F. Related Income Statement Effects

Verify that ending inventory on the balance sheet is identical to ending inventory in the Cost of Goods Sold section.


Substantive Tests for Fixed Assets Example

A. Presentation and Disclosure

Read the financial statements in order to verify:

  • Disclosure of historical cost
  • Disclosure of depreciation methods under GAAP
  • Financial statement classification
  • Disclosure of restrictions

B. Valuation or Allocation

Step-1. Examine invoices.

Step-2. Inspect lease agreements and ascertain the proper accounting treatment (e.g., capital vs. operating lease).

Step-3. Analyze repairs and maintenance accounts.

Step-4. Analyze related accumulated depreciation accounts.

Step-5. Vouch entries in fixed asset accounts.

Step-6. Test extensions and footings on client-submitted schedules.

C. Completeness

Step-1. Perform analytical procedures.

Step-2. Inspect fixed assets.

Step-3. Examine subsidiary schedules.

Step-4. Reconcile subsidiary schedules with general ledger control.

D. Existence or Occurrence

Step-1. Inspect fixed assets.

Step-2. Examine supporting documentation.

E. Rights and Obligations

Step-1. Inspect invoices.

Step-2. Inspect lease agreements.

Step-3. Inspect insurance policies.

Step-4. Inspect title documents.

Step-5. Inspect personal property tax returns.

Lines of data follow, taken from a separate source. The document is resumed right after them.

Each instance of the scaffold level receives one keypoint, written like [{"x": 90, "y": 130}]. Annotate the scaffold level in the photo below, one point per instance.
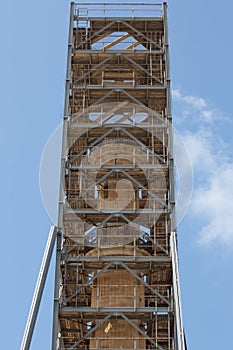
[{"x": 116, "y": 279}]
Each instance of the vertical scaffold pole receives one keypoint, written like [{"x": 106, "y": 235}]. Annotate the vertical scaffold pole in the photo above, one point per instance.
[{"x": 62, "y": 180}]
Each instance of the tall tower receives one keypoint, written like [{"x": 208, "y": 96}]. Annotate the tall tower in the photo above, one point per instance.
[
  {"x": 116, "y": 278},
  {"x": 116, "y": 273}
]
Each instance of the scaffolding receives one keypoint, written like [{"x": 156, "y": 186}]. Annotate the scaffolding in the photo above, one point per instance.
[{"x": 116, "y": 278}]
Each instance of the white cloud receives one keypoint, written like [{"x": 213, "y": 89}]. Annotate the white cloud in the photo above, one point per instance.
[
  {"x": 212, "y": 203},
  {"x": 197, "y": 105}
]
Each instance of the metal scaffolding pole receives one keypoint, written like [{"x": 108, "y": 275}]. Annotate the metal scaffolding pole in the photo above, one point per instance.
[{"x": 36, "y": 300}]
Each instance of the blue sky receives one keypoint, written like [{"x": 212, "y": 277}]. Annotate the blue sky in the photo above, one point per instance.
[{"x": 33, "y": 60}]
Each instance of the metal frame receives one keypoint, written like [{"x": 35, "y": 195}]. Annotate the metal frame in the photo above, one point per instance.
[{"x": 152, "y": 259}]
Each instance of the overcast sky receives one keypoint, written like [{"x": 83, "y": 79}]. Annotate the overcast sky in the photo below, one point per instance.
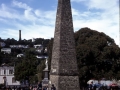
[{"x": 36, "y": 18}]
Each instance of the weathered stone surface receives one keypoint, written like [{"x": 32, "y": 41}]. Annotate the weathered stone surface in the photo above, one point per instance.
[{"x": 64, "y": 72}]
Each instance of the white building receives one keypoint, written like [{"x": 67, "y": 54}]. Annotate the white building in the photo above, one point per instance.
[
  {"x": 38, "y": 46},
  {"x": 20, "y": 55},
  {"x": 6, "y": 50},
  {"x": 7, "y": 76}
]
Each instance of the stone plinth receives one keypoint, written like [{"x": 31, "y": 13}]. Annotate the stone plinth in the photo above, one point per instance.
[{"x": 64, "y": 71}]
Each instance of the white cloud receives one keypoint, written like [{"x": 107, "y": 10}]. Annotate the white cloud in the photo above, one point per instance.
[{"x": 42, "y": 23}]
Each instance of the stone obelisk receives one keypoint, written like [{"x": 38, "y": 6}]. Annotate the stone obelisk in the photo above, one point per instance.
[{"x": 64, "y": 71}]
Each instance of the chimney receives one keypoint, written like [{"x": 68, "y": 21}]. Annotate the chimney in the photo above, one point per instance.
[{"x": 19, "y": 35}]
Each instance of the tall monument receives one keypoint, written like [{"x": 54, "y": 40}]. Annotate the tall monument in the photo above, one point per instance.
[
  {"x": 64, "y": 71},
  {"x": 19, "y": 35}
]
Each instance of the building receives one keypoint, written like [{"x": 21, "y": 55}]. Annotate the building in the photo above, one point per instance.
[
  {"x": 6, "y": 50},
  {"x": 38, "y": 46},
  {"x": 7, "y": 76},
  {"x": 19, "y": 46}
]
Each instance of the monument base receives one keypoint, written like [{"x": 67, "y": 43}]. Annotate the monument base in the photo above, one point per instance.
[{"x": 65, "y": 82}]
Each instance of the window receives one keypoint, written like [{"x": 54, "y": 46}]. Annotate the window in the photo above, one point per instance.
[{"x": 10, "y": 71}]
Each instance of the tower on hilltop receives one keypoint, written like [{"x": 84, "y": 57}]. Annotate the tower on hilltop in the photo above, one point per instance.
[{"x": 64, "y": 70}]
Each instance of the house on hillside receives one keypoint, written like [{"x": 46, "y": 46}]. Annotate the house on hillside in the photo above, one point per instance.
[
  {"x": 19, "y": 46},
  {"x": 2, "y": 44},
  {"x": 6, "y": 50},
  {"x": 7, "y": 76}
]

Step-6. Read minutes of the board of directors’ meetings.

F. Related Income Statement Effects

Step-1. Recalculate depreciation expenses.

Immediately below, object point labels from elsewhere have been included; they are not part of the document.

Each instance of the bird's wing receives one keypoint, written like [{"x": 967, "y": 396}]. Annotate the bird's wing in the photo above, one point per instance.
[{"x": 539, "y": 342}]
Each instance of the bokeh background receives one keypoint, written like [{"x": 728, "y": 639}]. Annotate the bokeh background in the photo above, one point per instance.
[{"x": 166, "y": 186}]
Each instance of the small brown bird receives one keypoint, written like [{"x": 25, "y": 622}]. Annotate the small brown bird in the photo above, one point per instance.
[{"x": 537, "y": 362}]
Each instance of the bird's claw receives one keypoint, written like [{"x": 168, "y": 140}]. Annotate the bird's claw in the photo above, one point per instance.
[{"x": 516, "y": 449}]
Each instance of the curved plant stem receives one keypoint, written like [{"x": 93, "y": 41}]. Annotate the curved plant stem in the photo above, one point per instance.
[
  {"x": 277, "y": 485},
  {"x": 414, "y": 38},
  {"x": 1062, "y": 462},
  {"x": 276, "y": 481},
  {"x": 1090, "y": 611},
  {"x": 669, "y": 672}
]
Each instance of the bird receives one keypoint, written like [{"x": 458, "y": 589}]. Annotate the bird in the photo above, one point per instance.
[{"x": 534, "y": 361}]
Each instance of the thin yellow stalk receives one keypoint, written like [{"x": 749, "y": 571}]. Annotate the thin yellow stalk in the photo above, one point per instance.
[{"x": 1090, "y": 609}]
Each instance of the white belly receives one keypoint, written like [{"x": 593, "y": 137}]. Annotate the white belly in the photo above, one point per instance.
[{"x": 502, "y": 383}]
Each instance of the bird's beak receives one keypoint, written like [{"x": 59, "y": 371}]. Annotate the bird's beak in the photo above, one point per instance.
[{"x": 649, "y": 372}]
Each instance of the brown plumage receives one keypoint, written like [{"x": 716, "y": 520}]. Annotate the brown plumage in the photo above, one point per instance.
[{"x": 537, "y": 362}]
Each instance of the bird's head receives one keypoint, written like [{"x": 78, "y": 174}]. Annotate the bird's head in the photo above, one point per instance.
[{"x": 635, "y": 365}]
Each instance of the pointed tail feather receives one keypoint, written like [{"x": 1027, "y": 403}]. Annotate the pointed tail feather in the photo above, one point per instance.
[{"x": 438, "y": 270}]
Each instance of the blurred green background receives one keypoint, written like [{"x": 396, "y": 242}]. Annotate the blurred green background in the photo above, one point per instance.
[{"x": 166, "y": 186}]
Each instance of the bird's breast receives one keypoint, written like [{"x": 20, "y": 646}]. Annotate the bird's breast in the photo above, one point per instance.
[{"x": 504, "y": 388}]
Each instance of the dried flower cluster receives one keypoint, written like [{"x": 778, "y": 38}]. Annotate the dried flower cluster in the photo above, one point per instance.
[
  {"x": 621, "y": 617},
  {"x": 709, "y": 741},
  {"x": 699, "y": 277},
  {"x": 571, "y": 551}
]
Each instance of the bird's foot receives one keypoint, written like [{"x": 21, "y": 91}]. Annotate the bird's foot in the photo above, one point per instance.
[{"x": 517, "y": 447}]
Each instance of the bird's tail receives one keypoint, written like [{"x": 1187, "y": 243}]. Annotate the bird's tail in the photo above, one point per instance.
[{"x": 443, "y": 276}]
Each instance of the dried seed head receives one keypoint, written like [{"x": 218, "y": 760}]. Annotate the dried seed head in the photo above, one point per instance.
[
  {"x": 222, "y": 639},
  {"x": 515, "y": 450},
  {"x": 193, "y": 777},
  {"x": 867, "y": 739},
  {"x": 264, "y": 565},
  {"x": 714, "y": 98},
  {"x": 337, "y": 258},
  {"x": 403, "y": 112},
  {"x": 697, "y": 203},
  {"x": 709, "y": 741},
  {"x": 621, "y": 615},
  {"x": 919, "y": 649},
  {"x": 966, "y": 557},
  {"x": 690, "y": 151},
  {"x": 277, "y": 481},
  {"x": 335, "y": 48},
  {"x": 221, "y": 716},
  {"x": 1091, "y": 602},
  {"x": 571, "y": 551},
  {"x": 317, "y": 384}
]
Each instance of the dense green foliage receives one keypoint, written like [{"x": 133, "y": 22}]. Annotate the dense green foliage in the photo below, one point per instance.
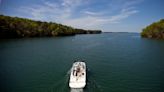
[
  {"x": 155, "y": 30},
  {"x": 21, "y": 27}
]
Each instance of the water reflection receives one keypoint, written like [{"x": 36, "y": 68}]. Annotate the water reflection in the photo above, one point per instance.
[{"x": 76, "y": 90}]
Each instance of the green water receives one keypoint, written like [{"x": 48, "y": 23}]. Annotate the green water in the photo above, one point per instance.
[{"x": 117, "y": 62}]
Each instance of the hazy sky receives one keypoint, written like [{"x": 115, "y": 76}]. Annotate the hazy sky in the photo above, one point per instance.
[{"x": 107, "y": 15}]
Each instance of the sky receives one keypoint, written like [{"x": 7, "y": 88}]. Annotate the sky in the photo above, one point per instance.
[{"x": 105, "y": 15}]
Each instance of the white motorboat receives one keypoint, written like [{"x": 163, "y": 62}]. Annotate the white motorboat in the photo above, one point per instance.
[{"x": 78, "y": 75}]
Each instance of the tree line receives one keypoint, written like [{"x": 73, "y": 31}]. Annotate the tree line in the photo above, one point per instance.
[
  {"x": 11, "y": 27},
  {"x": 155, "y": 30}
]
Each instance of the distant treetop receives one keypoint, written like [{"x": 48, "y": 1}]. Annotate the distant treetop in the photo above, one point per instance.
[{"x": 155, "y": 30}]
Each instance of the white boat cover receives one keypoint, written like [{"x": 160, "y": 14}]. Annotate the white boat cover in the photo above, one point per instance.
[{"x": 78, "y": 75}]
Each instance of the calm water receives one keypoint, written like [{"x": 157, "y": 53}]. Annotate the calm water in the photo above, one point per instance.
[{"x": 117, "y": 62}]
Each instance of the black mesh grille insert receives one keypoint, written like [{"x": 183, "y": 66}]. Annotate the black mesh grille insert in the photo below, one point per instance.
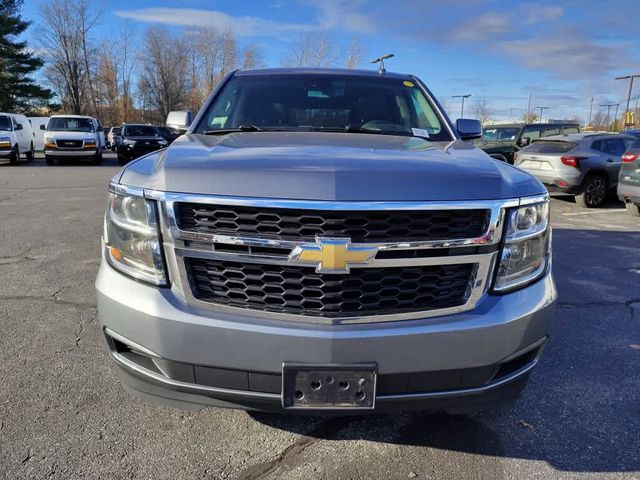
[
  {"x": 360, "y": 226},
  {"x": 302, "y": 291}
]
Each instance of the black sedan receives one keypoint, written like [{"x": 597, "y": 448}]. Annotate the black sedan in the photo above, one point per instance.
[{"x": 138, "y": 140}]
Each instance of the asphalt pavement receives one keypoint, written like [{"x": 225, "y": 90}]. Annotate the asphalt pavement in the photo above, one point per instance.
[{"x": 64, "y": 413}]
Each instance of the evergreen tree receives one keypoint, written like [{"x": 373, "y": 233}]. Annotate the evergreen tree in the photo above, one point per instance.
[{"x": 18, "y": 91}]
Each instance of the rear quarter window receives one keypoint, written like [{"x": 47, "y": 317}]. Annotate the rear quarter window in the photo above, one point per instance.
[{"x": 551, "y": 147}]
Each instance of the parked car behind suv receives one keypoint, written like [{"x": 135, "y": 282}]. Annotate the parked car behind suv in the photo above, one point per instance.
[
  {"x": 629, "y": 179},
  {"x": 325, "y": 240},
  {"x": 582, "y": 164},
  {"x": 137, "y": 140},
  {"x": 16, "y": 137},
  {"x": 111, "y": 137},
  {"x": 73, "y": 137},
  {"x": 502, "y": 141}
]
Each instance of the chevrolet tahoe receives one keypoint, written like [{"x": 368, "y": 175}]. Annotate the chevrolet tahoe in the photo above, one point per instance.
[{"x": 325, "y": 241}]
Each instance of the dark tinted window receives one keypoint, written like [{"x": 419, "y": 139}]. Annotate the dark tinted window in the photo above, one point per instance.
[
  {"x": 500, "y": 133},
  {"x": 5, "y": 124},
  {"x": 532, "y": 132},
  {"x": 548, "y": 146},
  {"x": 321, "y": 102},
  {"x": 140, "y": 131},
  {"x": 70, "y": 124}
]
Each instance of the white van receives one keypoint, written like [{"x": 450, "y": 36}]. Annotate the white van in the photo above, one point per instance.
[
  {"x": 39, "y": 125},
  {"x": 73, "y": 137},
  {"x": 16, "y": 137}
]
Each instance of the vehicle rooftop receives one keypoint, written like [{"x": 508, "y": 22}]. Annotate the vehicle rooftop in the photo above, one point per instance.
[
  {"x": 580, "y": 136},
  {"x": 321, "y": 71}
]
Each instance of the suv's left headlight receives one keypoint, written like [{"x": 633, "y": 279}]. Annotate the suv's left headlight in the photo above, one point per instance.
[
  {"x": 131, "y": 236},
  {"x": 526, "y": 253}
]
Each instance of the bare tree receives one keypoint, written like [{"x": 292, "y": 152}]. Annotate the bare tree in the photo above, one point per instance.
[
  {"x": 354, "y": 54},
  {"x": 312, "y": 50},
  {"x": 63, "y": 39},
  {"x": 529, "y": 117},
  {"x": 165, "y": 71},
  {"x": 482, "y": 111}
]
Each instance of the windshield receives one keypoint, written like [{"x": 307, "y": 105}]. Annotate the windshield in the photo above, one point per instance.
[
  {"x": 501, "y": 133},
  {"x": 309, "y": 102},
  {"x": 70, "y": 124},
  {"x": 140, "y": 131},
  {"x": 5, "y": 124}
]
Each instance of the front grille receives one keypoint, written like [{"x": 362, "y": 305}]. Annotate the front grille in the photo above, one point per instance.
[
  {"x": 69, "y": 143},
  {"x": 302, "y": 291},
  {"x": 360, "y": 226}
]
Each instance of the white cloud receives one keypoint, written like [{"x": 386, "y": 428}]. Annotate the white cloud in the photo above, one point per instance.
[
  {"x": 246, "y": 26},
  {"x": 331, "y": 15}
]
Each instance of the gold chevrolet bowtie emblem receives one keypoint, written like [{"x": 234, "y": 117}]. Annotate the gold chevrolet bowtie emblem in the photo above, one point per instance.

Step-2. Recalculate gain or loss on disposal of fixed assets.


What Else is Needed in Preparing a Substantive Tests Program?

The next steps, in developing an audit work program, are identifying the flow of transactions in the accounting process and developing an understanding of relevant generally accepted accounting principles.

Finally, you must select the appropriate audit procedures from among the following general procedures:

  • Inspection of related documents
  • Observation of procedures
  • Confirmation of account balances and existence of assets, liabilities and transactions
  • Inquiry of company personnel
  • Retracing of transactions from books to records
  • Recalculation of extensions and footings
  • Vouching of documents to verify propriety and validity
  • Counting of tangible assets
  • Scanning (quick-checking) of documents, schedules, and accounts
  • Scrutinizing of documents, schedules, and accounts
  • Reading or reviewing of documents, minutes of board meetings, and financial statements
  • Comparison of perpetual records with physical assets
  • Analysis of account balances

Although the nature of substantive tests is a matter of professional judgment, effective client internal control is a positive influence. For that reason, an auditor may decide to decrease the amount of substantive testing, omit certain procedures, and/or schedule interim testing. Weak internal control will, conversely, result in increased substantive testing, the need for additional audit procedures, and/or scheduling testing at or after year-end.